Six weeks into it, the instructors decided we’d had enough drills. Time to practice what they’d preached.
They divvied us up into two teams. We all donned protective padding and, to start, were armed with padded bars the instructors affectionately referred to as pogo sticks. Then, they turned us loose.
Don’t believe for a second I got to fight another woman of my approximate size and weight. That would be too easy. As a female officer, I was expected to handle anything and anyone. So the trainers made their picks deliberately random. I ended up across from another recruit, named Chuck, who was six one, two hundred and forty pounds, and a former football player.
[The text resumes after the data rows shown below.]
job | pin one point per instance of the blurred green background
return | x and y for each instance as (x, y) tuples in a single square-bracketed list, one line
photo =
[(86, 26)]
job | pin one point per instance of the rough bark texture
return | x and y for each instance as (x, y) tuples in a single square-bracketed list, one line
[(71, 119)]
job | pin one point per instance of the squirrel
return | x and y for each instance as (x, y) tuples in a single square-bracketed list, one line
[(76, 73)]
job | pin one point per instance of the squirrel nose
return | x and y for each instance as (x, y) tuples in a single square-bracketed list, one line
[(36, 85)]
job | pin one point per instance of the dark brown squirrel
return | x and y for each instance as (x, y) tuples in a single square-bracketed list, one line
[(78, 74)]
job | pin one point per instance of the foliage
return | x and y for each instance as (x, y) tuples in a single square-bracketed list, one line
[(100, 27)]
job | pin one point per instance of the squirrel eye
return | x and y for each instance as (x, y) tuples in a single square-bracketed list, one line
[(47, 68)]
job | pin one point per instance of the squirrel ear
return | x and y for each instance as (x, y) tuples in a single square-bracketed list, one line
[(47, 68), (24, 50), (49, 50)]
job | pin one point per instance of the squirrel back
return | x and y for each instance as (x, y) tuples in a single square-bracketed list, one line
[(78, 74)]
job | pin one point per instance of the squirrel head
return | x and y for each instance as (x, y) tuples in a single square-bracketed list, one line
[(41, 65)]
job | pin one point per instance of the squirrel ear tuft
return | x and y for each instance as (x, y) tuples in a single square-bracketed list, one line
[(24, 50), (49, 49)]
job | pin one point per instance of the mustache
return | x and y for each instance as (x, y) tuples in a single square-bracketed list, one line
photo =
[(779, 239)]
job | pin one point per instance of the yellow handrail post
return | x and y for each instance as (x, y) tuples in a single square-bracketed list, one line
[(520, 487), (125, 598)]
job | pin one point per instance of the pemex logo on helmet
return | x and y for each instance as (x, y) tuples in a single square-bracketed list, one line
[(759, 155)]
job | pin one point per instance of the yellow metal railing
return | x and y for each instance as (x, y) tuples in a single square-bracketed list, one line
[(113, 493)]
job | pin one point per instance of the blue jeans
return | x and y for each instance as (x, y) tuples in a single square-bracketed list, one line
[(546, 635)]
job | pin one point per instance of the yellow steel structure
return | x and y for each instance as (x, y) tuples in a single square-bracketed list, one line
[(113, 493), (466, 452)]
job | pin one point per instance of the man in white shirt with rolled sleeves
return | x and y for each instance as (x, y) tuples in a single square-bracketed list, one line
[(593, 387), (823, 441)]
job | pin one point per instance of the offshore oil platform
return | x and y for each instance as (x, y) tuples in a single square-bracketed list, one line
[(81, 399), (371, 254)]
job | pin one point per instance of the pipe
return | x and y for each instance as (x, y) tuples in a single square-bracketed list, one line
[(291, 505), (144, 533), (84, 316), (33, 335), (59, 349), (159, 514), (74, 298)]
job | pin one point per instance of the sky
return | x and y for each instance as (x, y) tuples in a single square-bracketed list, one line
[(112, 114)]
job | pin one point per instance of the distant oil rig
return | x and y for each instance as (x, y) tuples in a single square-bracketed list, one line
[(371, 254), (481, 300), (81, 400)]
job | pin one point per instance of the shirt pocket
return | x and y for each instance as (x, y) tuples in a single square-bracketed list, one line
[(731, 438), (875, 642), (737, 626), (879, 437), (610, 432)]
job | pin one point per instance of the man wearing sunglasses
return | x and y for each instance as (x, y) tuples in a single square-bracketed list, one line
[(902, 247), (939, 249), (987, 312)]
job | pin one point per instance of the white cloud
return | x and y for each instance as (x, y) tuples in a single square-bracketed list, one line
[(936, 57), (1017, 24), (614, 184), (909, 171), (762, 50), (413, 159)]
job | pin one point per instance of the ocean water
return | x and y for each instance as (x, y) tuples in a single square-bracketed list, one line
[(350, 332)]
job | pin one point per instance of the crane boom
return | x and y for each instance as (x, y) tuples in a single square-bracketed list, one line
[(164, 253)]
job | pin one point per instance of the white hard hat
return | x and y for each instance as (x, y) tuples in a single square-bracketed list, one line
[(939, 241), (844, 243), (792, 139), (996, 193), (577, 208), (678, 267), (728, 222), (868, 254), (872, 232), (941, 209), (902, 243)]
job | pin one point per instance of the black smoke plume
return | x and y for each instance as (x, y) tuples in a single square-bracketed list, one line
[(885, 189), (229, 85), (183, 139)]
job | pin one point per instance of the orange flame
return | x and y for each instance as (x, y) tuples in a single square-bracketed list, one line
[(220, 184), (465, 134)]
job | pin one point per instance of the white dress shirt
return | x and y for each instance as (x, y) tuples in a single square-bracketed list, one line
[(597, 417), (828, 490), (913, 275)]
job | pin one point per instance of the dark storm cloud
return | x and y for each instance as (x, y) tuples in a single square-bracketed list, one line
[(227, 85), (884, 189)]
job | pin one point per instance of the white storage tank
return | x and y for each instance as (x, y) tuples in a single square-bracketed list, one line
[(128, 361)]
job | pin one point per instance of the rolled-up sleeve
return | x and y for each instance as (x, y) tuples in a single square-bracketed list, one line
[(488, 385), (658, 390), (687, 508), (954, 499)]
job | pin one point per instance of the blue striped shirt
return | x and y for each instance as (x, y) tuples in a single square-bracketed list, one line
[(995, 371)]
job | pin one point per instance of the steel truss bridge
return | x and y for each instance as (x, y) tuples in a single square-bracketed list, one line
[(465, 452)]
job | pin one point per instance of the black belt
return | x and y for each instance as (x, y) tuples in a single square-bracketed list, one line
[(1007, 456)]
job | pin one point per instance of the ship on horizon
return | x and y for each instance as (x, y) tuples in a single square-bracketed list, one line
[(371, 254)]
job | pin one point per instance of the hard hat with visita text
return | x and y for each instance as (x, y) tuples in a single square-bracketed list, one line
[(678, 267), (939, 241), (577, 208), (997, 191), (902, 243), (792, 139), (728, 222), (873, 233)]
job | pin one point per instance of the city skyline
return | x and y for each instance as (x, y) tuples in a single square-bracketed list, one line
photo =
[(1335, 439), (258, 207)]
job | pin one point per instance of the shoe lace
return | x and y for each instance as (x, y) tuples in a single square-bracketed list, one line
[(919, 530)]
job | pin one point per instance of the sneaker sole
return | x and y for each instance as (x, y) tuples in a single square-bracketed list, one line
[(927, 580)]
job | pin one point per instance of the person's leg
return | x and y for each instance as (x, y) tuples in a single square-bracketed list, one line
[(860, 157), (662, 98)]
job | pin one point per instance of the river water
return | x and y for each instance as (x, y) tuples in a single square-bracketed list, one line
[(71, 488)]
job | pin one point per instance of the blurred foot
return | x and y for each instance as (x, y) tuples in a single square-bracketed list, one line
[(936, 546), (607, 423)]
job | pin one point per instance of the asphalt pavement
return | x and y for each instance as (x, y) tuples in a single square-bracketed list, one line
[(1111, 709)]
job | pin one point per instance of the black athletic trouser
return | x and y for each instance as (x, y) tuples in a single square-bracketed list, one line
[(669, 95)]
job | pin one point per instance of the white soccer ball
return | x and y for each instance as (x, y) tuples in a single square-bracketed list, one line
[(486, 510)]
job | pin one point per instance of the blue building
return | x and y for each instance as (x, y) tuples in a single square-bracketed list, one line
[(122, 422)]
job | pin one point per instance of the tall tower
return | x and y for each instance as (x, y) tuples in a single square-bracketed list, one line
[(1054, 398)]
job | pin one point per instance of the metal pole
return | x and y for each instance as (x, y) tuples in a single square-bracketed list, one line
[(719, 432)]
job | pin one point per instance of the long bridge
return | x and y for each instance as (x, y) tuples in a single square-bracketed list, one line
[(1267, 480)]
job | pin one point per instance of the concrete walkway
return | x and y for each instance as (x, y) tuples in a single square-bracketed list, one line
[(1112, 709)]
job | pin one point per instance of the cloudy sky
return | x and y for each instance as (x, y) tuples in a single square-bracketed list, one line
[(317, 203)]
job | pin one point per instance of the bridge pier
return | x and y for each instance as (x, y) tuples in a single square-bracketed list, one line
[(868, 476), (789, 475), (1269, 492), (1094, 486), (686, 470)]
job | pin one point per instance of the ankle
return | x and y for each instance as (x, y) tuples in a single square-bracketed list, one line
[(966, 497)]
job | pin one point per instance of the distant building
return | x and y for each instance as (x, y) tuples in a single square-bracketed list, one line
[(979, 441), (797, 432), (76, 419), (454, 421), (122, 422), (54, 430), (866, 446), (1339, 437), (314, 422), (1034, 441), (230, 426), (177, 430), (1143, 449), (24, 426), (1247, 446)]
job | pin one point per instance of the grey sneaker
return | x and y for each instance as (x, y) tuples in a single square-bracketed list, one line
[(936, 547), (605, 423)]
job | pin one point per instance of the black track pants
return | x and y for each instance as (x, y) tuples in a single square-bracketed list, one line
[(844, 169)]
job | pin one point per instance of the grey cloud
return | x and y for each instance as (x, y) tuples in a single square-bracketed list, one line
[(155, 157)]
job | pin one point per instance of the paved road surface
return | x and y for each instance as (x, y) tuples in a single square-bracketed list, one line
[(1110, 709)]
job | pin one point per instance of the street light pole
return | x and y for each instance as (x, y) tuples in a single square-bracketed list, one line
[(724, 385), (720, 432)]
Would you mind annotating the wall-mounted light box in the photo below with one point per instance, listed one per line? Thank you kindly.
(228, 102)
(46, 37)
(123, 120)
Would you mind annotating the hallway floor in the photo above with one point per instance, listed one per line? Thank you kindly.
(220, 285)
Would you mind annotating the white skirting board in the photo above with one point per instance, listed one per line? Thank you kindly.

He didn’t even try to hit me. He just ran straight at me and knocked me flat on my ass. I went down like a ton of bricks, remembering once more that line drive to my chest as I struggled to regain my breath.
The instructor blew his whistle. Chuck offered me a hand up, and we tried again.
This time, I was aware of my fellow recruits watching. I registered my instructor’s scowl at my disappointing performance. I fixated on the fact this was supposed to be my new life. If I couldn’t defend myself, if I couldn’t do this, I couldn’t become a trooper. Then what would I do? How would I earn enough money for Sophie and me to live? How would I provide for my daughter? What would happen to us?
Chuck rushed. This time, I stepped to the side and slammed my pogo stick into his gut. I had approximately half a second to feel good about myself. Then two hundred and forty pounds of Chuck straightened, laughed, and came back at me.